If this description sounds vaguely familiar, there is good reason. Andrews is allegedly the real person that the movie character Indiana Jones was patterned after. Andrews was an accomplished stage-master. He created an image and then lived it out impeccably—there was no chink in his armor. Roy Chapman Andrews: famous explorer, dinosaur hunter, exemplifier of Anglo-Saxon virtues, crack shot, fighter of Mongolian brigands, the man who created the metaphor of "Outer Mongolia" as denoting any exceedingly remote place. Where on earth did this man come from?

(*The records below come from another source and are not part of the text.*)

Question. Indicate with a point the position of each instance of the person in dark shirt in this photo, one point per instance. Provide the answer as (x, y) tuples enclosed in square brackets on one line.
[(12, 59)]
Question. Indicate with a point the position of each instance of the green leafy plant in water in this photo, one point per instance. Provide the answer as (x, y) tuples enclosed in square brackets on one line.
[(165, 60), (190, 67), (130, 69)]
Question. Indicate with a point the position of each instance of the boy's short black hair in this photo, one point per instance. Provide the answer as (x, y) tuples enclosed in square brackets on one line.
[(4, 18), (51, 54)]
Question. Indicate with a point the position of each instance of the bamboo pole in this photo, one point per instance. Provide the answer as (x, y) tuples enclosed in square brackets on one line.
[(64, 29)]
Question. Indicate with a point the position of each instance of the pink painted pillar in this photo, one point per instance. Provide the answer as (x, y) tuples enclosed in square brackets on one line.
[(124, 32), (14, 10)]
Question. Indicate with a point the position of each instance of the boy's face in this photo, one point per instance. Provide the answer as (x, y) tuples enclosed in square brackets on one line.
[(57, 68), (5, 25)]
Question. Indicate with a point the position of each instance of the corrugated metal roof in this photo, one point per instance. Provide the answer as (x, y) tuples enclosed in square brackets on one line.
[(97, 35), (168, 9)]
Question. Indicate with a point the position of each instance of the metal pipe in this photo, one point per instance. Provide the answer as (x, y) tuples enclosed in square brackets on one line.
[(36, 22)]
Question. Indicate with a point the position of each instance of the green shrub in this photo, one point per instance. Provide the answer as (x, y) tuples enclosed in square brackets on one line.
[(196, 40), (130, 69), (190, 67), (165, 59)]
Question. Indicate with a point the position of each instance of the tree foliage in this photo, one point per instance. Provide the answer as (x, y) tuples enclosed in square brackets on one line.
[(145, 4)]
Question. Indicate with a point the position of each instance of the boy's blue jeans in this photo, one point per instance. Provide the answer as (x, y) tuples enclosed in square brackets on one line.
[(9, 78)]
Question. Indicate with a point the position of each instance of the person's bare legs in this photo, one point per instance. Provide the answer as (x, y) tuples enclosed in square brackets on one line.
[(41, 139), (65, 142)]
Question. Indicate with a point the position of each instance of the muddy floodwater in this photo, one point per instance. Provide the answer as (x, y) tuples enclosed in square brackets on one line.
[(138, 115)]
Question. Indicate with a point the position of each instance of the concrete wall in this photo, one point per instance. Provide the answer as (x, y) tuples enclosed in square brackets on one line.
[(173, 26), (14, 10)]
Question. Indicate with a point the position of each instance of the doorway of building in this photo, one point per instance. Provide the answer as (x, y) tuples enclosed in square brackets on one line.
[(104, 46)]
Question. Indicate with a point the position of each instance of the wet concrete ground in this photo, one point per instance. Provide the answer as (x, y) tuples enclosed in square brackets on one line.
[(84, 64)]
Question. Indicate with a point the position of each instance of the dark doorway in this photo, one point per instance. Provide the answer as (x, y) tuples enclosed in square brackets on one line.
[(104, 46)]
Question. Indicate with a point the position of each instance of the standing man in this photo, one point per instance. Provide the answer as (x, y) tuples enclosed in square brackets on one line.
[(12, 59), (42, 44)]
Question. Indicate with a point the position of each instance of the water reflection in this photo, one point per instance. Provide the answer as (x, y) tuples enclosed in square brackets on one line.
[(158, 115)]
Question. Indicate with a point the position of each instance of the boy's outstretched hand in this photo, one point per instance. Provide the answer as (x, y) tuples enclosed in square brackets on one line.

Andrews was born in the quiet Midwestern town of Beloit, Wisconsin. After graduating from Beloit College, he worked his way east with money earned from stuffing deer heads and birds. He often said that his only ambition in life was to work at the American Museum of Natural History. He talked his way into the Director's office, and the Director tried to shoo him away with the curt explanation that no jobs were open at the present time. Andrews persisted. "You have to have someone to scrub floors, don't you?" he asked. The Director allowed that he did. Andrews drew himself up. Of course, he explained, he didn't want to wash just
any
floors, "but Museum floors were different."

Accordingly, the Director assigned him to scrubbing floors in the taxidermy department. Soon, Andrews had graduated to collecting whales, in particular one record-size Atlantic right whale that had been brought ashore at Amagansett, Long Island. In a few years he went to Alaska, then Japan, Korea, and China, collecting marine mammals and, later, zoological specimens for the Museum. During this time he eked out an M.A. in mammalogy from Columbia and published two papers.

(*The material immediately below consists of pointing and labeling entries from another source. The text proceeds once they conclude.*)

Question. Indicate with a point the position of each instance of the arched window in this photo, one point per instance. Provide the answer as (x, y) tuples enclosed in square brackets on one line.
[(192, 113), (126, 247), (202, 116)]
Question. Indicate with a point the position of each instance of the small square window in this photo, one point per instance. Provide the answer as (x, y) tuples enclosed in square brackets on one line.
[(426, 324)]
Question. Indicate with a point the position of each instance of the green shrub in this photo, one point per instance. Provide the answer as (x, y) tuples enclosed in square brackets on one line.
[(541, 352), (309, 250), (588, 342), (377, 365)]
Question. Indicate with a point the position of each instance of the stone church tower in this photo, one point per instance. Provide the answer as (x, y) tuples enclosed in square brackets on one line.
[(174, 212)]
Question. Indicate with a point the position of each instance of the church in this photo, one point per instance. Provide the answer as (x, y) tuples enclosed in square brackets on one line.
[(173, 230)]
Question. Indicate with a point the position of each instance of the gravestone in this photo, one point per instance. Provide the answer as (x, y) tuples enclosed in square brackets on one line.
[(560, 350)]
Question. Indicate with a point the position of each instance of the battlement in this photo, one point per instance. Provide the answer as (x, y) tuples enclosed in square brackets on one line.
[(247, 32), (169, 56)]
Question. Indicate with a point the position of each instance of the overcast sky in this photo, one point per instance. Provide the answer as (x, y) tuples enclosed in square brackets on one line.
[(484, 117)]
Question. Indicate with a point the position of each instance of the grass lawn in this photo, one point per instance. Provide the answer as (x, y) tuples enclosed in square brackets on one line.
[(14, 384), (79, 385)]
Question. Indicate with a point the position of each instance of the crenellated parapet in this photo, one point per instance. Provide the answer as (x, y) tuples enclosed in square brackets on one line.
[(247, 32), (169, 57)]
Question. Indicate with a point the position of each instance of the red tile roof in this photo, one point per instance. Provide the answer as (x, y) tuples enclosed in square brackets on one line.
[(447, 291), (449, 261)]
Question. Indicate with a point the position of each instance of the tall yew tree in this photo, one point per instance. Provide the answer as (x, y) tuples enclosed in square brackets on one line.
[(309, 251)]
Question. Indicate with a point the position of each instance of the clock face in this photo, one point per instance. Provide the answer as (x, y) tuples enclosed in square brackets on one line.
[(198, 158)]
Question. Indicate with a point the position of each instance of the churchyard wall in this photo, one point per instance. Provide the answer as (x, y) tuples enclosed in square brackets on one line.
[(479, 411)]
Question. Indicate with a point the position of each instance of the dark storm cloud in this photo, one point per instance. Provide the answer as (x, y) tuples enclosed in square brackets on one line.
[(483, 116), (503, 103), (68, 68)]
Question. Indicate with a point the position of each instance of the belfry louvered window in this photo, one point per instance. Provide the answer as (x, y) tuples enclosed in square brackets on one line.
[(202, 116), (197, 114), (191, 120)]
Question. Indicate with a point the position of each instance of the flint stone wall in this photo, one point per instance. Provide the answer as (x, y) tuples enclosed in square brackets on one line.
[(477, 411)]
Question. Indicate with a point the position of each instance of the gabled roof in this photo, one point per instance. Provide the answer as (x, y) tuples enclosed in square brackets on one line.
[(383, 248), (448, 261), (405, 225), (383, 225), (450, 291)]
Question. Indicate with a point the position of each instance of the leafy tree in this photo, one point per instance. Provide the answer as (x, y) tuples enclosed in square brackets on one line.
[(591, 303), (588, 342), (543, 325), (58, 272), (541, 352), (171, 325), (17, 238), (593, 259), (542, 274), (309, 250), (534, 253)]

In April 1922, fifteen years after polishing the Museum's floors, Andrews, with his motorcade, roared through the gateway of the Great Wall of China and headed out over the rolling grasslands of Inner Mongolia, bound for parts unknown. For several days the cars bumped and slid across the plains, stopping along the way to explore various outcrops.

On the fourth day, Andrews had arrived ahead of the rest at their rendezvous point. As he sat relaxing in front of his tent, the last two cars in the caravan careened wildly into camp. The men were obviously excited. The expedition's chief paleontologist, Walter Granger, leaped out of the lead car, puffing violently on his pipe. "Silently," Andrews wrote in his massive book,
The New Conquest of Central Asia,
"he dug into his pockets and produced a handful of bone fragments; out of his shirt came a rhinoceros tooth, and the various folds of his upper garments yielded other fossils." Granger laid them out before Andrews and held out his hand. "Well, Roy," he said, "we've done it. The stuff is here."